Tuesday 16 March 2010

Information content of colours

After writing that post yesterday, coincidentally that evening on TV (on 'The One Show', I think) there was an item about the use of colours to identify brands. They gave the example of the blue of Cadbury's Dairy Milk and the red of Coca Cola, I think, if I remember correctly.

I was thinking about my pink. What might it convey? Now I think about it, two things I might associate with a pink: 'Gay', and 'Breast Cancer awareness' ('pink ribbon'). I wasn't actually meaning either of those, so if it did convey that, it was false: the colour does not contain that information on this occasion.

The amount of information that a colour could convey is quite large, but depends on the viewer's colour resolution. This links back to my musings on the Damien Hirst's spot paintings a while back. Actually, I say it's quite large, but we're only talking about 24 bits for 'Truecolor', and as I was saying yesterday, that's tiny compared to what you can convey with a few words. I don't know, there's something not quite right with this argument.

The programme also talked about football strips. The information content of those is worth exploring. I think they convey three things:

1) the identity of the club
2) the identity of the sponsor of the strip
3) the season (clubs change their strip each season - in encourages fans to buy a new replica strip each year)

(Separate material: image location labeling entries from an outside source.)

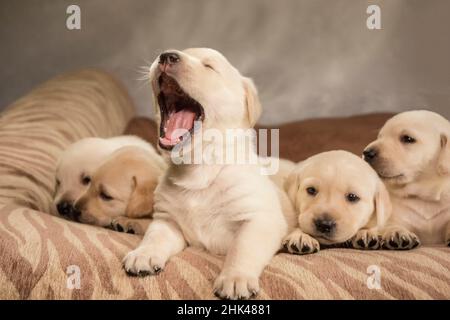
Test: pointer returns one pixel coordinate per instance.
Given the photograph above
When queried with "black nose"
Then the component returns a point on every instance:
(370, 154)
(65, 208)
(325, 225)
(169, 57)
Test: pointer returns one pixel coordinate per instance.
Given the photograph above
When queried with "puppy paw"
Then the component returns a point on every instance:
(236, 286)
(366, 240)
(122, 224)
(399, 239)
(300, 243)
(143, 261)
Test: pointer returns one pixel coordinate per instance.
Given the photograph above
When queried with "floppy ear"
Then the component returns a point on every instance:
(291, 186)
(444, 156)
(252, 101)
(140, 203)
(383, 206)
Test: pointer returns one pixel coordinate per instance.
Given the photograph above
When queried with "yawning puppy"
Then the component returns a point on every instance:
(77, 164)
(228, 209)
(121, 191)
(412, 156)
(338, 197)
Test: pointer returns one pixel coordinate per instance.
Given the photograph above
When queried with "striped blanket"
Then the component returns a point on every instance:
(45, 257)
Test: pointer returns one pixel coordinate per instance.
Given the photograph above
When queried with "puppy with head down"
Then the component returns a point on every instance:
(78, 163)
(338, 197)
(412, 156)
(120, 194)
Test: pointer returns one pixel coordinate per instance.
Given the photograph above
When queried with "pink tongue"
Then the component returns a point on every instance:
(183, 119)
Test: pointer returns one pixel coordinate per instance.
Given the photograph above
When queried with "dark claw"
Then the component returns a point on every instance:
(405, 242)
(306, 248)
(129, 273)
(143, 273)
(393, 244)
(360, 242)
(157, 269)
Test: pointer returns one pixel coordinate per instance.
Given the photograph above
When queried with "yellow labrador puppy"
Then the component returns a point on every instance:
(412, 156)
(120, 194)
(338, 197)
(77, 164)
(228, 209)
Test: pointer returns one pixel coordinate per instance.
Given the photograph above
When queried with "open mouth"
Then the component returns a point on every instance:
(179, 113)
(390, 177)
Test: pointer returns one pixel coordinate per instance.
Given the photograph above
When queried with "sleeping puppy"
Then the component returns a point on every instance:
(120, 194)
(227, 209)
(412, 156)
(338, 197)
(77, 164)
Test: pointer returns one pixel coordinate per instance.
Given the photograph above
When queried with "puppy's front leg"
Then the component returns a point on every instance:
(399, 238)
(447, 234)
(130, 225)
(367, 239)
(162, 240)
(255, 244)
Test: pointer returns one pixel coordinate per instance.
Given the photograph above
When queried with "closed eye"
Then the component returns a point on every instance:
(106, 197)
(207, 65)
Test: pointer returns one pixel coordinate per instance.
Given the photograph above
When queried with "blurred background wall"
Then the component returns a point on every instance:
(309, 58)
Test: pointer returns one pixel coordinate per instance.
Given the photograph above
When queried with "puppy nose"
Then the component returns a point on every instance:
(370, 154)
(64, 208)
(169, 57)
(325, 225)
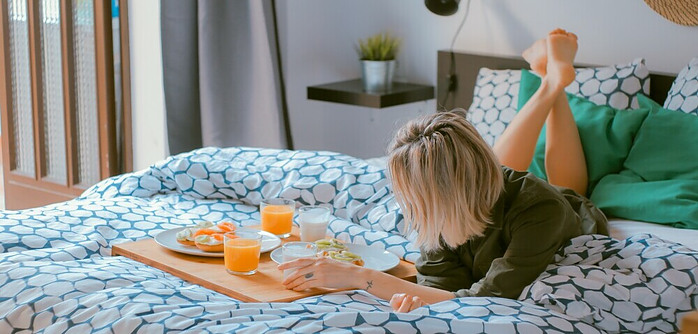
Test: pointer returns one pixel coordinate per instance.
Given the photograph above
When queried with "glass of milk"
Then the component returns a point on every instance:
(296, 250)
(313, 221)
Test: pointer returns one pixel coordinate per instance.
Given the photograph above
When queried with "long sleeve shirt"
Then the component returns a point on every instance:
(530, 221)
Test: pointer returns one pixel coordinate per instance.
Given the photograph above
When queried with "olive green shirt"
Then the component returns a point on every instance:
(530, 221)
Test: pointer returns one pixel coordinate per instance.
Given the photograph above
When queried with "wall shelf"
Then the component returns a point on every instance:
(352, 92)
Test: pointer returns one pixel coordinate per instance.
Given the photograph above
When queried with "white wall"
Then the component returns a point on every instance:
(317, 38)
(148, 97)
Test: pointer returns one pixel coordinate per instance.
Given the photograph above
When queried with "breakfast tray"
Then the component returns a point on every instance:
(209, 272)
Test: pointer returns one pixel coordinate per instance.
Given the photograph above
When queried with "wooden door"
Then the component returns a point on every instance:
(60, 133)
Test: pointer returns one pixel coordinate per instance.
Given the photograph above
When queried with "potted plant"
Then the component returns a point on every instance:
(378, 54)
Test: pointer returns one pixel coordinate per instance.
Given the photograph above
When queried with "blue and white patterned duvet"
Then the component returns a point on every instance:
(56, 274)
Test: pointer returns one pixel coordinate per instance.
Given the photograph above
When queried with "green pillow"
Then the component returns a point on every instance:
(606, 133)
(659, 182)
(666, 145)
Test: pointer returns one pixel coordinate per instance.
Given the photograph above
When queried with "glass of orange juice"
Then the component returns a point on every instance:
(277, 216)
(241, 251)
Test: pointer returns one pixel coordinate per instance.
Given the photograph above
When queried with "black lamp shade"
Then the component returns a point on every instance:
(442, 7)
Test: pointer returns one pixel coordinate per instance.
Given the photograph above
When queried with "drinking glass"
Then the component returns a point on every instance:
(277, 216)
(296, 250)
(241, 251)
(313, 220)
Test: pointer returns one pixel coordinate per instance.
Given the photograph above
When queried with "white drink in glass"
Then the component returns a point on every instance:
(313, 221)
(296, 250)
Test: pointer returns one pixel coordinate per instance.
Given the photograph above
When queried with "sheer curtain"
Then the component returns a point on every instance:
(222, 78)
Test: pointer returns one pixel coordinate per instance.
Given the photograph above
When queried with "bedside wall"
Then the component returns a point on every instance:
(317, 39)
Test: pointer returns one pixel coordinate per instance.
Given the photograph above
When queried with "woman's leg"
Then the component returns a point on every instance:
(565, 165)
(516, 146)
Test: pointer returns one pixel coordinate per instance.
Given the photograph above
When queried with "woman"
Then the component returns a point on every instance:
(483, 229)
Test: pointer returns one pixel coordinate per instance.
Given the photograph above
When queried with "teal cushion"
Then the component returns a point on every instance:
(666, 146)
(659, 181)
(606, 133)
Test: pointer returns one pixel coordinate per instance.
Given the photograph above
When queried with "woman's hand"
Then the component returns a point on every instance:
(401, 302)
(321, 273)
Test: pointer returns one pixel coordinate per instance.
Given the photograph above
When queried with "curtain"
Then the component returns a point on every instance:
(222, 75)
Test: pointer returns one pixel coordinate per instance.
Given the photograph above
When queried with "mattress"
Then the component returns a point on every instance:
(621, 229)
(57, 275)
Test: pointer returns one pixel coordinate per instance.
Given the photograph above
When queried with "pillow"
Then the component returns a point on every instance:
(683, 95)
(495, 100)
(495, 96)
(659, 180)
(606, 133)
(666, 146)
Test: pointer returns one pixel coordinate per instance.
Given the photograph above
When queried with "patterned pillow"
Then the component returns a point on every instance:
(683, 95)
(496, 93)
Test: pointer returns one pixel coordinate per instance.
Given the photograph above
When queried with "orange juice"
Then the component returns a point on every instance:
(242, 255)
(277, 219)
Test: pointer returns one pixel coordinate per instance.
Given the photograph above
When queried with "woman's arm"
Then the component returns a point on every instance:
(312, 273)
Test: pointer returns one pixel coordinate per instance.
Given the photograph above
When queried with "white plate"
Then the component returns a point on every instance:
(374, 258)
(168, 239)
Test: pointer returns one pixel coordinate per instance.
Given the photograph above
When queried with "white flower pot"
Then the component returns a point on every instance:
(378, 75)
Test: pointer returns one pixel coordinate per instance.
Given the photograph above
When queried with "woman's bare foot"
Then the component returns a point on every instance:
(562, 47)
(537, 56)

Sometimes some strips are very plain, sometimes they are intricate. I'd suggest that they don't convey any more information by being intricate. The added complexity is merely 'decoration', or information terms it is either redundancy or noise. In some cases thinking of it as noise would make sense, since I think it can make it more difficult to extract the identity of the club from it.

There's a lot more that could be explored - home and away strips, the experimental finding that teams wearing red gain a measurable advantage compared to clubs wearing blue. (Reported in the New Scientist a while back. Evidence includes the relative successes of Liverpool and Manchester United compared to Everton and Manchester City.)